Jiangsu Key Laboratory for Microbes and Functional Genomics, College of Life Sciences, Nanjing Normal University, Nanjing, 210023, Jiangsu Province, China.
Appl Microbiol Biotechnol. 2020 Apr;104(8):3597-3609. doi: 10.1007/s00253-020-10517-y. Epub 2020 Mar 7.

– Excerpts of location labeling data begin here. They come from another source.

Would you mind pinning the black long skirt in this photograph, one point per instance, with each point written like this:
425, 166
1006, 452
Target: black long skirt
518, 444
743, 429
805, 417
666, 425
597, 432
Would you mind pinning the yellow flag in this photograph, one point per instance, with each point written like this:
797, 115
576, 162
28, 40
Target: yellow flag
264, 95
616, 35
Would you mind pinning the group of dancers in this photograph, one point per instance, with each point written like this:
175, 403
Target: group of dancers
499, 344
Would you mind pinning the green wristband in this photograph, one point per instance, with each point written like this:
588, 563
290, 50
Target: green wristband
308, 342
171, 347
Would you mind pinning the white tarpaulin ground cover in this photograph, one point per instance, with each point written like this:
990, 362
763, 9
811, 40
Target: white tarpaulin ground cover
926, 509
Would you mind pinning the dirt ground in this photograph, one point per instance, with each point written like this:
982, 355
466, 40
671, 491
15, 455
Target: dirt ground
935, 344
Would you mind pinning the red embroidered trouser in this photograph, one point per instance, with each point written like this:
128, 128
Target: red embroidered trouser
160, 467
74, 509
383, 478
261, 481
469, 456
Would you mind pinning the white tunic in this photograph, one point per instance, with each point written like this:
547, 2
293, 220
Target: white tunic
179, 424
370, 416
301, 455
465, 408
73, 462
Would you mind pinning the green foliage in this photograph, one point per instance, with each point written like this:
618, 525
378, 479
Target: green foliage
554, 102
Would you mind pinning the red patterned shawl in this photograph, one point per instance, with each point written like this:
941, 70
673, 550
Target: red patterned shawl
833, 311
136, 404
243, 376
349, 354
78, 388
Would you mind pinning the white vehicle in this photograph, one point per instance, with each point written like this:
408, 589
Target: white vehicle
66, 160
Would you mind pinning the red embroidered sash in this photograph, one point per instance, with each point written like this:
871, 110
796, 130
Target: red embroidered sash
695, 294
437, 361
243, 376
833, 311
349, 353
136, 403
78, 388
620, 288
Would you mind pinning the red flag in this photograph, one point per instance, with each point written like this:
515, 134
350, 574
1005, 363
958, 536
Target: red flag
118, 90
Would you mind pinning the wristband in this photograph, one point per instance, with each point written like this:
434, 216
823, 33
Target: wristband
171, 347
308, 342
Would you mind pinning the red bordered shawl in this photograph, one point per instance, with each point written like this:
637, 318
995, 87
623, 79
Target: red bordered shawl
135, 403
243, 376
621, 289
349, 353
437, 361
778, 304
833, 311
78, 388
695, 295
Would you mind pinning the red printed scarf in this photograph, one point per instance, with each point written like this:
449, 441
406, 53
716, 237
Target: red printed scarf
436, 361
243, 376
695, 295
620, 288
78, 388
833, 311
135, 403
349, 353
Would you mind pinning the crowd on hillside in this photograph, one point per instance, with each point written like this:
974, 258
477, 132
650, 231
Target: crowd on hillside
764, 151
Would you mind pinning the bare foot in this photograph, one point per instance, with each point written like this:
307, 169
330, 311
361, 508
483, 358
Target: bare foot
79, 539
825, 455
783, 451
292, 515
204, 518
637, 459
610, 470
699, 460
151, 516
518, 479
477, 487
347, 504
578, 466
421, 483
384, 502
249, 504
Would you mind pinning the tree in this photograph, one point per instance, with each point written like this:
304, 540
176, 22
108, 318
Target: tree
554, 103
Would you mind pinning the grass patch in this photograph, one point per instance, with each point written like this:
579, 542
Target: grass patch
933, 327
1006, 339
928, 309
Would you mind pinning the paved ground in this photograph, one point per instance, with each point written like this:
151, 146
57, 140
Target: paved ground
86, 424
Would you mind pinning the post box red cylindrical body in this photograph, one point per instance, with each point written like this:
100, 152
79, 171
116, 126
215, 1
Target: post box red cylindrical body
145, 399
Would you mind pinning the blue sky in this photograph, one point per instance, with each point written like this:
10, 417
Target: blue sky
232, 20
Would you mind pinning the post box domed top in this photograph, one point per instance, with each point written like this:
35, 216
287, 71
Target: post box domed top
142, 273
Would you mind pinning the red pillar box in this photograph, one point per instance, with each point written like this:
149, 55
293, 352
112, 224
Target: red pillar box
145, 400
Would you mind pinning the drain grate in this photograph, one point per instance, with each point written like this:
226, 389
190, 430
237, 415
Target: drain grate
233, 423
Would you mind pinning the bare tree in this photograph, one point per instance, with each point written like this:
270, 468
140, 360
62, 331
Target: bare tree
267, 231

Corynebacterium glutamicum is widely used to produce amino acids and is a chassis for the production of value-added compounds. Effective genome engineering methods are crucial to metabolic engineering and synthetic biology studies of C. glutamicum. Herein, a homing endonuclease I-SceI-mediated genome engineering strategy was established for the model strain C. glutamicum ATCC 13032. A vegetative R6K replicon-based, suicide plasmid was employed. The plasmid, pLS3661, contains both tightly regulated, IPTG (isopropyl-β-D-1-thiogalactopyranoside)-inducible I-SceI expression elements and two I-SceI recognition sites. Following cloning of the homologous arms into pLS3661 and transfer the recombinant vector into C. glutamicum ATCC 13032, through the homologous recombination between the cloned fragment and its chromosomal allele, a merodiploid was selected under kanamycin selection. Subsequently, a merodiploid was resolved by double-stranded break repair stimulated by IPTG-stimulated I-SceI expression, generating desired mutants. The protocol obviates a pre-generated strain, transfer of a second I-SceI expression plasmid, and there is not any strain, medium, and temperature restrictions. We validated the approach via deletions of five genes (up to ~ 13.0 kb) and knock-in of one DNA fragment. Furthermore, through kanamycin resistance repair, the ssDNA recombineering parameters were optimized. We hope the highly efficient method will be helpful for the studies of C. glutamicum, and potentially, to other bacteria. KEY POINTS: • Counterselection marker I-SceI-mediated C. glutamicum genome engineering • A suicide vector contains I-SceI expression elements and its recognition sites • Gene deletions and knock-in were conducted; efficiency was as high as 90% • Through antibiotic resistance repair, ssDNA recombineering parameters were optimized.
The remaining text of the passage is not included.